Ele virou as costas e eu disse:
- Sim!
- Para você foi só sexo? – Me encarou.
- Eu aceito... O beijo dentro da porra de um banheiro de restaurante. Afinal, nunca nada foi normal com você.
Ele sorriu, derretendo todo o gelo que estava dentro de mim:
- Nada foi normal, Bárbara! Nunca, desde que nos conhecemos, no corredor da Babilônia, num lugar proibido para clientes. Andei numa moto com você... Fui preso por isso. Fizemos amor no elevador... – sorriu. – E se quiser, eu posso detalhar cada momento que passei ao seu lado. – Pegou minhas mãos.
- Não é necessário, desclassificado. Não precisa me lembrar o que eu jamais conseguiria esquecer.
Heitor puxou minha cintura de encontro ao seu corpo e me beijou.
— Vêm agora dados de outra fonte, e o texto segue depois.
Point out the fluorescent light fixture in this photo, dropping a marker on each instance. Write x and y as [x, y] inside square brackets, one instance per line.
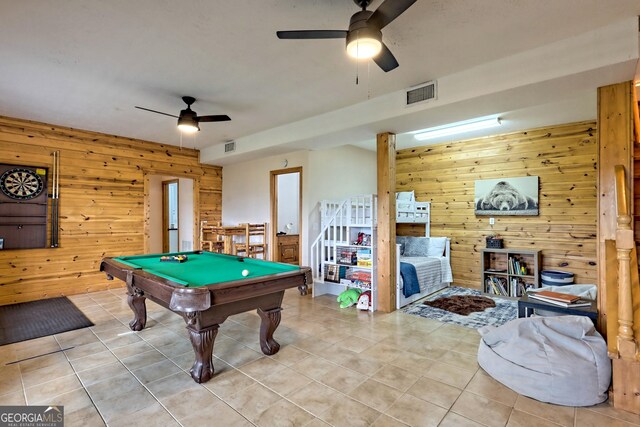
[455, 128]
Meus braços enlaçaram-no pelo pescoço enquanto nossas línguas se tocavam ansiosas, fazendo meu corpo começar a arder em fogo.
Ele abraçou-me com força, erguendo-me do chão enquanto minhas mãos foram diretamente aos seus cabelos macios, que despenteei com meus dedos, enquanto sentia o desejo tomar conta de mim.
Eu pouco me importava de onde estávamos. Eu só queria que aquele último beijo durasse para sempre. Porque eu sabia que quando nossas bocas se separassem, seria realmente o fim.
Quando o ar falou aos nossos pulmões, encerramos o beijo e ele me colocou de volta no chão. Ficamos nos olhando, sem dizermos nada. Eu sentia meu coração saltando dentro de mim e percebia que ele estava quase sem fôlego e sua camisa chegava a se mover com a força que o coração dele batia.
Toquei seu peito e senti o coração, batendo tão forte pelo nosso beijo.
- Ele fica assim sempre que vê você. – Colocou a mão sobre a minha, com os olhos fixos nos meus e a boca com um pouco do meu batom.
Eu não disse nada. Porque simplesmente não conseguia montar uma frase clara na minha mente a não ser “eu te amo, Heitor”.
- Me dá uma chance... Por favor. – Heitor pediu.